Developments in Duck vs Useless Workshy Cunt of a Builder mean that I won’t be around to administer a vote-o this week. This means that I will be imposing a Scary Story on you tomorrow, but you will be pleased to hear that it involves this: turds. In the meantime, consider, if you will, the following:
Many of these guardians of my education have been referred to on more than one occasion on these pages, but I thought it about time they were all collected in one place for maximum effect. Their teaching ability is beyond doubt. It was just that myself, and my fellow classmates weren’t paying too much attention.
So, whilst I continue to retreat into my adolescence, I present Teachers! Rated out of five for your delight...
** Mrs Smith, maths teacher who had a habit of standing in front of the windows whilst wearing see-through dresses. This had the happy coincidence of distracting us from a face like a sack of spanners.

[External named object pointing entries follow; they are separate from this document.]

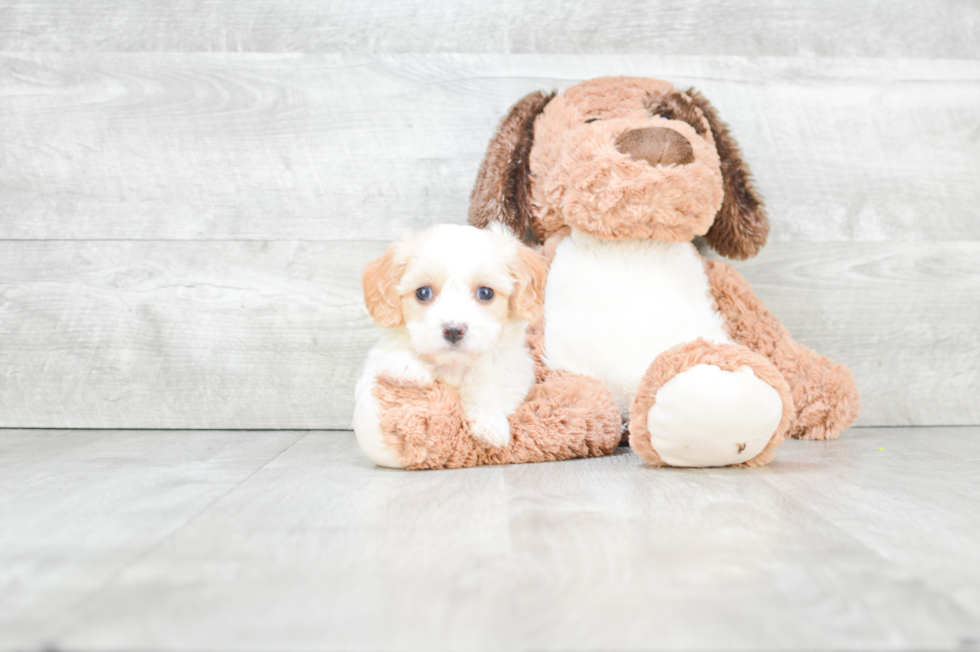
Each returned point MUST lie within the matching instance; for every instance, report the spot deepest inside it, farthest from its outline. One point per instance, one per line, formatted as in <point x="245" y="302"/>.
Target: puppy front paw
<point x="407" y="372"/>
<point x="491" y="429"/>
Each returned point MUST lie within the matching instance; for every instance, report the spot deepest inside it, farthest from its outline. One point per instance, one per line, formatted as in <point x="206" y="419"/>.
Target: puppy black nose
<point x="656" y="146"/>
<point x="453" y="332"/>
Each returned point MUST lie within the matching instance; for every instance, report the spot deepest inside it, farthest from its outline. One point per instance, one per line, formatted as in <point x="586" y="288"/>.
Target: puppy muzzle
<point x="453" y="332"/>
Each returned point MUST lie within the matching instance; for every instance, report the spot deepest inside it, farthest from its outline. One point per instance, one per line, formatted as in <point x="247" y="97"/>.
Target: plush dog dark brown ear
<point x="741" y="226"/>
<point x="503" y="186"/>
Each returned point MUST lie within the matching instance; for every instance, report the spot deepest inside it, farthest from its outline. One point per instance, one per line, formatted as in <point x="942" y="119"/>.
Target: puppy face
<point x="625" y="158"/>
<point x="454" y="288"/>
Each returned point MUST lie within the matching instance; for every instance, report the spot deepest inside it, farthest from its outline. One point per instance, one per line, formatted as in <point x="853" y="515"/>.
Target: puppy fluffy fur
<point x="454" y="302"/>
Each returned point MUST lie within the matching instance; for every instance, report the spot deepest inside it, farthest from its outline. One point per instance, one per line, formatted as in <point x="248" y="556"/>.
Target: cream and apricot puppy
<point x="454" y="302"/>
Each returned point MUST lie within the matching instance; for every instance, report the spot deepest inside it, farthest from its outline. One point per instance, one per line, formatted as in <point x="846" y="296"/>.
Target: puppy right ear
<point x="503" y="186"/>
<point x="380" y="284"/>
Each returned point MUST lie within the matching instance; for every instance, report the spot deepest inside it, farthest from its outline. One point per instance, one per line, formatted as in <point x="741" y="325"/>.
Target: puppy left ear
<point x="741" y="226"/>
<point x="380" y="284"/>
<point x="530" y="273"/>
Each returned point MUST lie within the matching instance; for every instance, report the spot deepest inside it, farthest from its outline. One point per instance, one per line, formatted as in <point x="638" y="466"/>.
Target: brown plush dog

** and a half. Miss Jones, arts and design. Very plain, made her own clothing. Would not be included here if it were not for an unfortunate wardrobe malfunction.
*** Mrs Tanner, French teacher. Tight white jumpers, and a tendency to grab her right one when excited by particularly impressive verb endings.

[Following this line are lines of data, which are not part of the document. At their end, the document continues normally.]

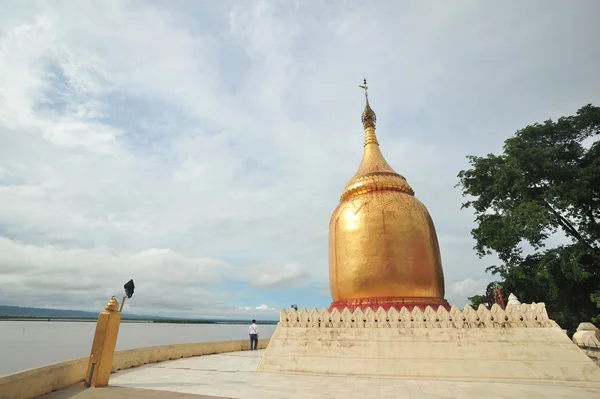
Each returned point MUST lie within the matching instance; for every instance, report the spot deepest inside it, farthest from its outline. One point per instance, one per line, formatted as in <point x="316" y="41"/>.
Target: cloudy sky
<point x="200" y="147"/>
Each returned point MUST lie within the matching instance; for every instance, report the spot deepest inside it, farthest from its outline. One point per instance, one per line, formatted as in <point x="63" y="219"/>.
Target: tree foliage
<point x="546" y="182"/>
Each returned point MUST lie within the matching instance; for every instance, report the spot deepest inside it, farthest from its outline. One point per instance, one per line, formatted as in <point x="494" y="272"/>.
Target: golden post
<point x="103" y="347"/>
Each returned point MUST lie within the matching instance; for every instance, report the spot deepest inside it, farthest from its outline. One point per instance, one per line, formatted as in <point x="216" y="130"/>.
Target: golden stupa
<point x="383" y="248"/>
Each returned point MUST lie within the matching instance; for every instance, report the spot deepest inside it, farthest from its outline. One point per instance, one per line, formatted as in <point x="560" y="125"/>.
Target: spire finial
<point x="368" y="118"/>
<point x="364" y="86"/>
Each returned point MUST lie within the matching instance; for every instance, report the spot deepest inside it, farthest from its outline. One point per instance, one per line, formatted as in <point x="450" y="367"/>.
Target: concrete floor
<point x="234" y="375"/>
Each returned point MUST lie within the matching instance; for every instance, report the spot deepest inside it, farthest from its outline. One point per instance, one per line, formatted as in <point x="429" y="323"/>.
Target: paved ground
<point x="234" y="375"/>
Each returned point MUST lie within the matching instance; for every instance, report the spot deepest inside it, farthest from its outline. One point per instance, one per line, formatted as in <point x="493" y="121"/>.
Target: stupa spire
<point x="374" y="173"/>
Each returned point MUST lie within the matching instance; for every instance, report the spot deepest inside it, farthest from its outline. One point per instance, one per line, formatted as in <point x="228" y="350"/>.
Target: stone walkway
<point x="234" y="375"/>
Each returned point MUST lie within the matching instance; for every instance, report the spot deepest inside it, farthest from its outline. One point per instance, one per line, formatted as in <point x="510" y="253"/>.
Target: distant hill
<point x="25" y="312"/>
<point x="21" y="312"/>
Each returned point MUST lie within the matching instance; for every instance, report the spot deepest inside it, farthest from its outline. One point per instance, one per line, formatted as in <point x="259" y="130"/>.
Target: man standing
<point x="253" y="331"/>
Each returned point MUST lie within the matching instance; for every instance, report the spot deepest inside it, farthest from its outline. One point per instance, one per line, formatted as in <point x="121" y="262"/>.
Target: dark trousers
<point x="253" y="341"/>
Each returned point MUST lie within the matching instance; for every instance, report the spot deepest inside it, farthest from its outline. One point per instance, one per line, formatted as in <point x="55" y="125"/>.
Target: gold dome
<point x="383" y="248"/>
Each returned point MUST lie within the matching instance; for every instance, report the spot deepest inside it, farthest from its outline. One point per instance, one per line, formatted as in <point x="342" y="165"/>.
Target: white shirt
<point x="253" y="329"/>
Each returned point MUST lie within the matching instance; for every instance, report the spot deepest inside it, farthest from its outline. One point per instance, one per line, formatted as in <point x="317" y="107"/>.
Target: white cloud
<point x="201" y="148"/>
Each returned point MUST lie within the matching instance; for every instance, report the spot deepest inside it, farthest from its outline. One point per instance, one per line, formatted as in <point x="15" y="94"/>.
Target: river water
<point x="29" y="344"/>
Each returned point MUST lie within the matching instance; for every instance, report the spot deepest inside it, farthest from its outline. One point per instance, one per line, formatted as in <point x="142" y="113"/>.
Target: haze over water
<point x="29" y="344"/>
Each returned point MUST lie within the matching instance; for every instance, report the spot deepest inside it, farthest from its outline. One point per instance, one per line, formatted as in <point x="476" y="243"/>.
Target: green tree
<point x="547" y="181"/>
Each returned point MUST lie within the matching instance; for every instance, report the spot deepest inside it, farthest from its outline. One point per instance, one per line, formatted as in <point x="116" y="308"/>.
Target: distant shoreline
<point x="132" y="320"/>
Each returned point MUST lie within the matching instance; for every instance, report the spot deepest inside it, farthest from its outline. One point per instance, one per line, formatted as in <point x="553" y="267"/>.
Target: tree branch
<point x="568" y="227"/>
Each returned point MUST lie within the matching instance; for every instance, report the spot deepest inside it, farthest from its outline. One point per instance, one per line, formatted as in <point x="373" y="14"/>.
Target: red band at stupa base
<point x="388" y="302"/>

*** Miss Scholar, English teacher, bra-less, blouse unbuttoned to her navel. Had the habit of leaning over you when you asked for help with your work. Which was often.
***** Miss Shagwell, science teacher, the biggest norks known to man. Tight, white lab coats, once appeared in Fiesta which was, unfortunately, her downfall. Rumoured to have led six-formers down the darkened path of “extra curricula activity”. The lucky bastards.
Any school day which featured English, French, Science and Maths (which was just about all of them) played merry fucking hell on our hormones. No wonder there was a wanking club in the school dark room. And no, I know what you're thinking...
Now, tell me about your days of school-room torment. Now! NOW! Or I’ll have you back after class.